トランプ氏は、国内で工場が見捨てられ廃墟と化し、犯罪が横行し、教育制度が破綻しているなど、米国社会が悲惨な状況にあると列挙した上で、自分の政権が変化をもたらすと表明した。
新大統領は就任演説で、ワシントンの政治家たちが「無視し続けた」「忘れられた人々」の代弁者になると約束し、「今日こそ再び、国民がこの国の指導者となる」と述べた。

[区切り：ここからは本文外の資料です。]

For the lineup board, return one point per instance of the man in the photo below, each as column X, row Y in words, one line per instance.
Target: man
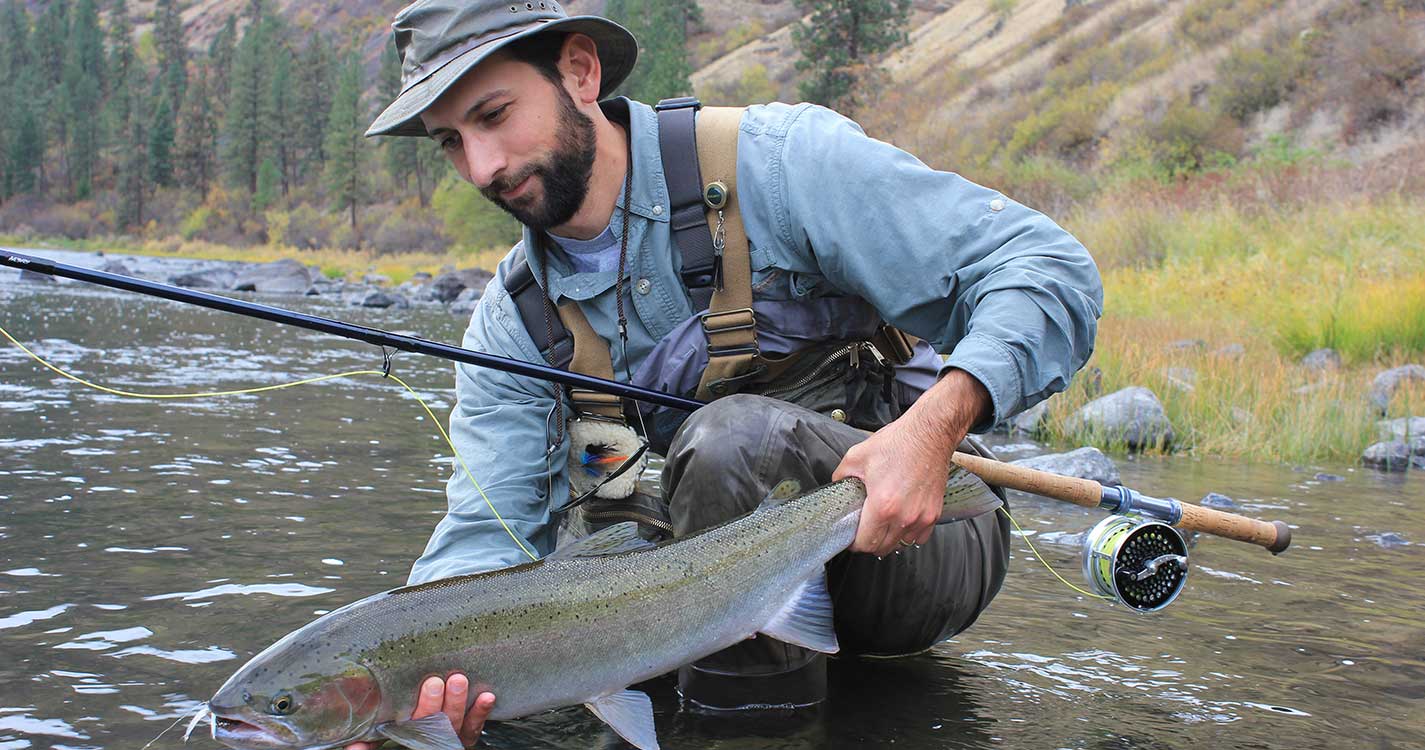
column 844, row 233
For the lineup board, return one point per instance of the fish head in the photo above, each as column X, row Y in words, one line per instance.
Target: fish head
column 295, row 700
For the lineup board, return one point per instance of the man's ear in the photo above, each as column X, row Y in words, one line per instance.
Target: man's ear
column 579, row 63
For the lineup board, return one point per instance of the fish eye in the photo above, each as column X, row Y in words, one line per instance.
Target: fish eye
column 282, row 703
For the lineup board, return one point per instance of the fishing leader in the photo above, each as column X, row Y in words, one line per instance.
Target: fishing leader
column 894, row 310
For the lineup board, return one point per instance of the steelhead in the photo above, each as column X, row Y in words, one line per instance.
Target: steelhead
column 579, row 626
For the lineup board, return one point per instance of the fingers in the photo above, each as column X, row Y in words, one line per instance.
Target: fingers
column 475, row 719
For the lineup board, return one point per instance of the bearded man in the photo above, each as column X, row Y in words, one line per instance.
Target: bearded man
column 847, row 237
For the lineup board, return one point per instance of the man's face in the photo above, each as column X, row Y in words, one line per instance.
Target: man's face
column 517, row 137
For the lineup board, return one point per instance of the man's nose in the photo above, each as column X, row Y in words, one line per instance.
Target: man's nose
column 482, row 163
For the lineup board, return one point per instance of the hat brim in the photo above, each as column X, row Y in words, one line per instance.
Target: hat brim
column 617, row 52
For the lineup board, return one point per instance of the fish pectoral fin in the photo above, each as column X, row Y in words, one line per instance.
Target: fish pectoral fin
column 784, row 491
column 612, row 541
column 429, row 733
column 805, row 620
column 630, row 715
column 966, row 496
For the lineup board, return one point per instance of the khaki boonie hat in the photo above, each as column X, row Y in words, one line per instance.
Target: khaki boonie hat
column 441, row 40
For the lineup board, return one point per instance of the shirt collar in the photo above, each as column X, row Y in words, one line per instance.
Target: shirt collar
column 650, row 196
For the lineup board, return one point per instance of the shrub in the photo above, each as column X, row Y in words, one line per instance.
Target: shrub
column 1256, row 79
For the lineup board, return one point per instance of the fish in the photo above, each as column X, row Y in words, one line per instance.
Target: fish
column 574, row 628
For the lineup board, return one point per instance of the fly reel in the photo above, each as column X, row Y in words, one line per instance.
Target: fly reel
column 1139, row 562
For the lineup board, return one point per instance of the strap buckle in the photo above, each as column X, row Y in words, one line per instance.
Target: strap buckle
column 731, row 321
column 679, row 103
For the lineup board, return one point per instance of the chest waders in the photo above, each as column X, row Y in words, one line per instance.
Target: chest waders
column 773, row 418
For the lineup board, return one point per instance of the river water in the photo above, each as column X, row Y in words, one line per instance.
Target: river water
column 148, row 548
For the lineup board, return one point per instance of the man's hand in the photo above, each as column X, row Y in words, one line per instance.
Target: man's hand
column 448, row 696
column 907, row 462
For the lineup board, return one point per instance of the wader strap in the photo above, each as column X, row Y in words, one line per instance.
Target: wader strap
column 529, row 300
column 677, row 146
column 590, row 358
column 728, row 324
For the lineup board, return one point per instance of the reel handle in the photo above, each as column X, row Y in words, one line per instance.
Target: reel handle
column 1274, row 535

「今日のこの日から、ただひたすら『アメリカ第一、アメリカ第一』だ。貿易、税金、移民、外交に関するすべての決断は、アメリカの有権者とアメリカの家族のために行われる」
「我々は、我々の製品を作り、我々の企業から盗み、我々の職を破壊する外国の侵害から、この国の国境を守らなくてはならない。保護によって、繁栄と力は拡大する」
「すべてをかけて私は皆さんのために闘う。私は決して皆さんをがっかりさせたりしない」
「アメリカはまた勝ち始める。今までにないほど勝ち始める」
「この国の雇用を回復し、国境を取り戻し、富を取り戻し、我々の夢を復活させる」
「アメリカのものを買い、アメリカ人を雇用するという、2つの素朴なルールに従う」
「我々は古い同盟を強化し、新しい同盟を結ぶ。そして文明世界を一致団結させて、イスラム過激主義のテロと戦う。イスラム過激主義のテロは、この地上から完全に消し去る」
このように演説して就任式を終えたトランプ氏は、大統領として初めて大統領令にいくつか署名した。

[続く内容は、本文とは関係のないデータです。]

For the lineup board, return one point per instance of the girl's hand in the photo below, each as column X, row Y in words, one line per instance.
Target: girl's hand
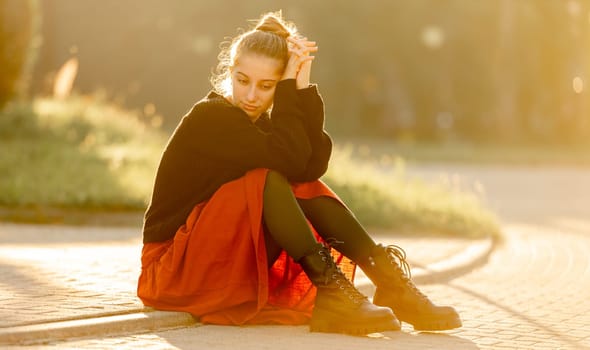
column 299, row 64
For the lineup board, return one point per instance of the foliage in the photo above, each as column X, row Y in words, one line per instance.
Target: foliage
column 19, row 42
column 85, row 154
column 79, row 152
column 497, row 71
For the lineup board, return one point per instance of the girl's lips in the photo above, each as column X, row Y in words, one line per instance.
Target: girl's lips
column 249, row 107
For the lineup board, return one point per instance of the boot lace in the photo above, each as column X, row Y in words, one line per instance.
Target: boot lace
column 333, row 272
column 397, row 257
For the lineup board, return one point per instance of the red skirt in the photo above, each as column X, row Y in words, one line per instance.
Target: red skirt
column 216, row 267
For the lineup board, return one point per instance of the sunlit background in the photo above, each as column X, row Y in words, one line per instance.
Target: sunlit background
column 423, row 70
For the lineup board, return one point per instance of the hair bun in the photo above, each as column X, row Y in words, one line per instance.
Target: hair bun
column 273, row 23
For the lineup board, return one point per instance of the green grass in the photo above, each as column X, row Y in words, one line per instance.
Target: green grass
column 394, row 201
column 74, row 160
column 78, row 153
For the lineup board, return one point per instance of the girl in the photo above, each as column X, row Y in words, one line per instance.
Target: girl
column 240, row 230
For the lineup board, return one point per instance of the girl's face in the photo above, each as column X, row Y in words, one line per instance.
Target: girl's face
column 254, row 80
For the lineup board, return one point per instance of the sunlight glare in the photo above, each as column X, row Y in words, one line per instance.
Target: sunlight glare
column 578, row 85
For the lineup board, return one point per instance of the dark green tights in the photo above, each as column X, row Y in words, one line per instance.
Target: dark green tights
column 285, row 225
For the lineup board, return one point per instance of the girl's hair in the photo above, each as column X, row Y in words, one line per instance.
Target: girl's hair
column 267, row 38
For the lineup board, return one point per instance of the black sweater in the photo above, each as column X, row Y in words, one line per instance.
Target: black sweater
column 216, row 142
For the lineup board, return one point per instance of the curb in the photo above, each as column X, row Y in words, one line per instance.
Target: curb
column 149, row 319
column 106, row 325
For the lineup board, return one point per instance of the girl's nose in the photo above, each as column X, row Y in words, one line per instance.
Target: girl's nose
column 251, row 93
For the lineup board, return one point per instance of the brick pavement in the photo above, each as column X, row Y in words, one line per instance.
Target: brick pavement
column 533, row 294
column 60, row 273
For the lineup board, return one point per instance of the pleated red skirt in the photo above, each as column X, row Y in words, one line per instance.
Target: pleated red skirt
column 216, row 267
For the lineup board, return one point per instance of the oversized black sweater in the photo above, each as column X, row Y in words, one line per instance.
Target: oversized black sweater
column 216, row 142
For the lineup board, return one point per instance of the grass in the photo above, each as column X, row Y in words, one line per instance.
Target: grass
column 81, row 158
column 76, row 153
column 390, row 199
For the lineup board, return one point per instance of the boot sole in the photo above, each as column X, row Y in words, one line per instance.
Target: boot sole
column 328, row 322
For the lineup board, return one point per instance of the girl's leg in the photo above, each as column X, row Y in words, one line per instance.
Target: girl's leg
column 385, row 266
column 332, row 220
column 339, row 306
column 285, row 226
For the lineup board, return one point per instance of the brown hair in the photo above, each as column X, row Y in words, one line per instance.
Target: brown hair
column 267, row 38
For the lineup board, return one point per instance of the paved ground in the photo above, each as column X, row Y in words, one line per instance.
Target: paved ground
column 534, row 293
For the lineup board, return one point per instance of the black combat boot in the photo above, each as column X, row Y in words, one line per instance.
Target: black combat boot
column 388, row 269
column 339, row 306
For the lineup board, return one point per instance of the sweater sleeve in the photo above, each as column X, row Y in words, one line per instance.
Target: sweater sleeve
column 225, row 133
column 312, row 106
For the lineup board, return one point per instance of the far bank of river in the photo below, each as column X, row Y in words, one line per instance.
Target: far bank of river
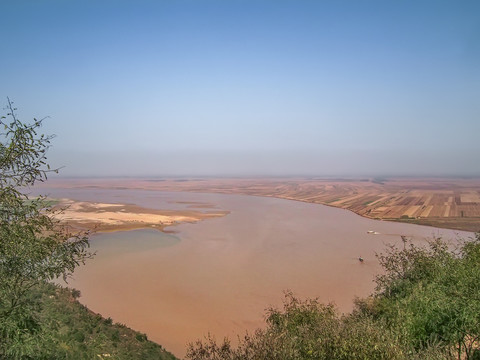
column 219, row 275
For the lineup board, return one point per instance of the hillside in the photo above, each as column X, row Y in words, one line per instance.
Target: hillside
column 69, row 330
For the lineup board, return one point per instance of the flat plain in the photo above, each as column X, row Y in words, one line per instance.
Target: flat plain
column 452, row 203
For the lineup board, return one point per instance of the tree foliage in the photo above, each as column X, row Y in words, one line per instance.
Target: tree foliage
column 426, row 306
column 34, row 247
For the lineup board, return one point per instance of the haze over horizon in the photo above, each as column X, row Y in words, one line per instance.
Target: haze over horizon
column 161, row 88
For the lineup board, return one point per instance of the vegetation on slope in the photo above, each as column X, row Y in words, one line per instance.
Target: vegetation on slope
column 66, row 329
column 426, row 306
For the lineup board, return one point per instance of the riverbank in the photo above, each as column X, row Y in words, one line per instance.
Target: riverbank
column 450, row 203
column 107, row 217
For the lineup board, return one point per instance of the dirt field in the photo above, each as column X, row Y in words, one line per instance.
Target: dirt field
column 447, row 203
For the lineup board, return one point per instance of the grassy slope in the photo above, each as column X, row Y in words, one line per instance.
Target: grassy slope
column 81, row 334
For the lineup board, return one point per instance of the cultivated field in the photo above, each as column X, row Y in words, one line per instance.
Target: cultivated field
column 446, row 203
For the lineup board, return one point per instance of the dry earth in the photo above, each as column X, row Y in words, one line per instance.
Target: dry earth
column 114, row 217
column 446, row 203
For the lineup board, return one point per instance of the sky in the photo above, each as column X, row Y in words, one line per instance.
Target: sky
column 244, row 87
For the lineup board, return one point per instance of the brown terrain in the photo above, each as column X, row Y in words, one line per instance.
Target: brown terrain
column 104, row 217
column 446, row 203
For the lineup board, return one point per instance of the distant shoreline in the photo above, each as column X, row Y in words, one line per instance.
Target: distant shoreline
column 450, row 203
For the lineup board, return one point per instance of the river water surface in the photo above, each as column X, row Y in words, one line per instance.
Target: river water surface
column 219, row 275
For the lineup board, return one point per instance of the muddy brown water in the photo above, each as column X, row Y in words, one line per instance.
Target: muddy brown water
column 219, row 275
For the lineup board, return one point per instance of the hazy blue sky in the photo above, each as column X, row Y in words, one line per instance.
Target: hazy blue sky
column 248, row 87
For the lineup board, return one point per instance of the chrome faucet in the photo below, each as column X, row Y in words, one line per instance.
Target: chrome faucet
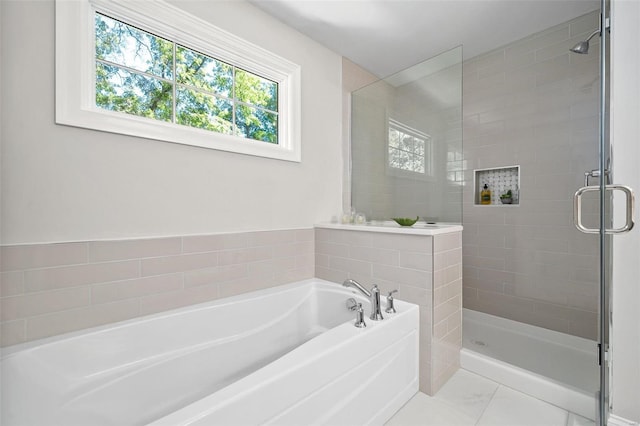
column 374, row 295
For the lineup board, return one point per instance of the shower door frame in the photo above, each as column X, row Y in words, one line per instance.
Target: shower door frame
column 606, row 207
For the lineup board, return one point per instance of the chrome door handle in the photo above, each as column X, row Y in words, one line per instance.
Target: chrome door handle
column 630, row 210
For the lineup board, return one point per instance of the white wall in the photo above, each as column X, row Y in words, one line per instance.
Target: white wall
column 62, row 183
column 625, row 110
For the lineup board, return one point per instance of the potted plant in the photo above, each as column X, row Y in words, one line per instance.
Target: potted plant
column 506, row 198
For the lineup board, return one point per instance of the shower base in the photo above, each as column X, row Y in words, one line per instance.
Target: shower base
column 555, row 367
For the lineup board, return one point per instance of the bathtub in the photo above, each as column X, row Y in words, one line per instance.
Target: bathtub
column 554, row 367
column 285, row 355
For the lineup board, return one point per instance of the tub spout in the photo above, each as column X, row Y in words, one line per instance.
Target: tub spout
column 374, row 295
column 353, row 283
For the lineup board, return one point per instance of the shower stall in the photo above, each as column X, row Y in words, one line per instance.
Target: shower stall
column 533, row 118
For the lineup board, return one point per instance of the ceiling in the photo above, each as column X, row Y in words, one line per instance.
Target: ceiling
column 386, row 36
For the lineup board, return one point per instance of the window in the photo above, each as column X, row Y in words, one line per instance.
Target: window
column 409, row 150
column 139, row 75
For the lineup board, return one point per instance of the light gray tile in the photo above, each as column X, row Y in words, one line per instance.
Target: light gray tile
column 78, row 319
column 70, row 276
column 180, row 263
column 12, row 333
column 33, row 304
column 32, row 256
column 129, row 289
column 105, row 251
column 11, row 283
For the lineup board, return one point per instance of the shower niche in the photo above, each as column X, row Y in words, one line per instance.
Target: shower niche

最初の大統領令は、注目されていた医療保険制度改革(オバマケア)撤廃に関するもので、連邦議会が撤廃と代替案を検討する間、連邦政府の各機関に、オバマケアによる負担を軽減するため、制度に伴う様々な規制を緩和するよう命令した。
ショーン・スパイサー大統領報道官によると、新大統領は閣僚候補の承認を上院に求めたほか、愛国記念日を宣言。また、元海兵隊のジェイムズ・マティス退役大将の国防長官就任を可能にするため、文民既定の特例法案に署名した。

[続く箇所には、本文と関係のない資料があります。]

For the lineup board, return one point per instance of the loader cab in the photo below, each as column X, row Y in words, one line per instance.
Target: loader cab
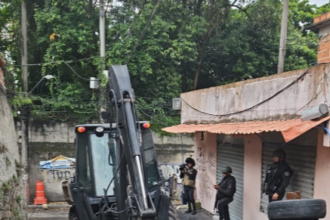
column 96, row 158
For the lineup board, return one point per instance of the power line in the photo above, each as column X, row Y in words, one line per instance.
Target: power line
column 249, row 108
column 53, row 62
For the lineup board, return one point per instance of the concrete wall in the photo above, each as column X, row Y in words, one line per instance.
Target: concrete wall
column 48, row 140
column 322, row 173
column 52, row 178
column 198, row 106
column 206, row 163
column 12, row 180
column 252, row 178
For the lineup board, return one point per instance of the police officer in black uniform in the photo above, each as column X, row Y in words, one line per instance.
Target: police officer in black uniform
column 277, row 176
column 226, row 190
column 189, row 183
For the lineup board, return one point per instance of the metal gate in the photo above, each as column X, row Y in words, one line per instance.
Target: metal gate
column 302, row 160
column 233, row 155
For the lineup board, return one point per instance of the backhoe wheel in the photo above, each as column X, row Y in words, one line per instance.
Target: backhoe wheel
column 172, row 214
column 297, row 209
column 72, row 214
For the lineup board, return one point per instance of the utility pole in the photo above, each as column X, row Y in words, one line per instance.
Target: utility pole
column 24, row 48
column 284, row 29
column 25, row 109
column 102, row 32
column 24, row 77
column 102, row 55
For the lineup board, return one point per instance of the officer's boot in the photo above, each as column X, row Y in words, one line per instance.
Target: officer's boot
column 189, row 207
column 194, row 207
column 226, row 214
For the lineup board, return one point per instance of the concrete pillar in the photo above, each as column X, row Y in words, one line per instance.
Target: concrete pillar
column 322, row 173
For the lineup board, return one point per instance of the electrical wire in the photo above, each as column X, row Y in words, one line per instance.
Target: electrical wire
column 75, row 72
column 53, row 62
column 249, row 108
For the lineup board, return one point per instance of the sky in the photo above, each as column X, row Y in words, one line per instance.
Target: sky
column 319, row 2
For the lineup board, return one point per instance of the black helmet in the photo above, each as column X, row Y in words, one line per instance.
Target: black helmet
column 190, row 160
column 227, row 169
column 279, row 153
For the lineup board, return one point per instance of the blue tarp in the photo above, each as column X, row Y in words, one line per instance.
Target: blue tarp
column 59, row 162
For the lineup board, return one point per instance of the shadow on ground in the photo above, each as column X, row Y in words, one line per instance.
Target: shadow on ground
column 200, row 215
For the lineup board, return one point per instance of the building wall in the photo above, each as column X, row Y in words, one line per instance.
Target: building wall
column 52, row 178
column 206, row 163
column 12, row 179
column 322, row 173
column 48, row 140
column 210, row 105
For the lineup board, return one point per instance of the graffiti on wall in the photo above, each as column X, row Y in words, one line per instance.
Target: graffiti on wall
column 206, row 166
column 168, row 170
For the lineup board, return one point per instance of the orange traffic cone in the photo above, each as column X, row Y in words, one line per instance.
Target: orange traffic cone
column 40, row 194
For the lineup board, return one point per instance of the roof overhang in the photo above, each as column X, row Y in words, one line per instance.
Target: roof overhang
column 290, row 129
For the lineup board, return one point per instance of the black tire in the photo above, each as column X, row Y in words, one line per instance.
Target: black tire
column 297, row 209
column 72, row 214
column 172, row 214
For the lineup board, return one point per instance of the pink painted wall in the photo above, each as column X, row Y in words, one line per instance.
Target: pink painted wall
column 206, row 162
column 322, row 173
column 252, row 178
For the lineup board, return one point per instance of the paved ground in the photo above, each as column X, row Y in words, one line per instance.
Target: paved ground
column 61, row 213
column 50, row 214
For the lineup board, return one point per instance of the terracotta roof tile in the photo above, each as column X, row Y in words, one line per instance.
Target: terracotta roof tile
column 290, row 129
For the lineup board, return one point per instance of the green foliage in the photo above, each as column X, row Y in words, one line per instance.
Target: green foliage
column 169, row 46
column 8, row 162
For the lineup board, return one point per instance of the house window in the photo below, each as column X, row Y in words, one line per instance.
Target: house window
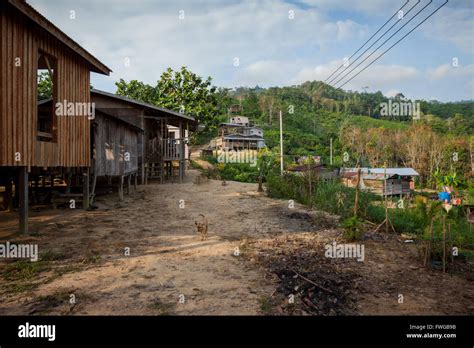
column 46, row 96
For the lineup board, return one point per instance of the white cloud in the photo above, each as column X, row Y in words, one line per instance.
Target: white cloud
column 373, row 7
column 376, row 77
column 392, row 93
column 450, row 71
column 454, row 25
column 259, row 33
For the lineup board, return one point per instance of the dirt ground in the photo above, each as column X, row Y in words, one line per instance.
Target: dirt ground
column 239, row 270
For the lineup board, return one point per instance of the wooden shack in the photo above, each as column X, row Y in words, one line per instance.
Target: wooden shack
column 389, row 181
column 164, row 134
column 32, row 141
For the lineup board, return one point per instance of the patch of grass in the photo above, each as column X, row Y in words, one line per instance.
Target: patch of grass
column 20, row 287
column 24, row 270
column 162, row 308
column 195, row 165
column 51, row 255
column 92, row 259
column 265, row 305
column 353, row 229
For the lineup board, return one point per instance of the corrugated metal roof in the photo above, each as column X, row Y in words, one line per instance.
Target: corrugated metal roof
column 381, row 171
column 45, row 24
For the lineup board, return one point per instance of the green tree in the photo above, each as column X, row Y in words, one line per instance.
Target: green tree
column 181, row 91
column 45, row 86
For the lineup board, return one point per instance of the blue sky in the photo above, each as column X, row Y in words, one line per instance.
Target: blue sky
column 139, row 39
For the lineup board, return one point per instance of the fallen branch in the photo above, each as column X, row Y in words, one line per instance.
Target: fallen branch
column 315, row 284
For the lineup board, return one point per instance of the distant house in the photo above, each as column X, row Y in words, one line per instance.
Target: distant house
column 241, row 120
column 237, row 136
column 399, row 181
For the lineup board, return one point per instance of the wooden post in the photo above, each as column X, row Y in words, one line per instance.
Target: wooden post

ホワイトハウスの公式サイトは就任と同時に内容が切り替わった。政権のサイトが掲げる政策課題は、エネルギー、外交、雇用と成長、軍事、法の執行、貿易協定の6つに限定された。
オバマ政権時代のサイトには、公民権や性的少数者(LGBT)の権利、医療、気候変動のページがあったが、新政権ではいずれも言及がないとすでに批判されている。
就任式には、オバマ前大統領夫妻、バイデン前副大統領夫妻のほか、ブッシュ元大統領夫妻、クリントン元大統領夫妻、カーター元大統領夫妻も出席。入院中のジョージ・H・W・ブッシュ元大統領と、バーバラ夫人は欠席した。
ワシントン警察によると、就任式に抗議するデモ集会や行進で、警察は217人を逮捕、警官6人が軽傷を負った。
ショーン・コンボイ報道官は、ほとんどの逮捕者の罪状は器物損壊などだと説明した。
日中には、黒衣に身を包んだ約150人がワシントン市内を行進し、建物の窓ガラスを割ったり、ゴミ箱を道路の真ん中に移動させてバリケードを作ったりしていた。
21日には、トランプ政権下で脅かされると大勢が懸念する人種や性の平等などを訴えるため「女性大行進」がワシントンで行われる。20万人の参加が見込まれている。
ホワイトハウス公式サイトの請願ページには、新大統領に対する新しい請願が2つ登録された。ひとつは、トランプ氏に所有する事業の権利を売却し、白紙委任信託に収めるよう求めるもの。もうひとつは、新大統領に納税記録の公表を求めている。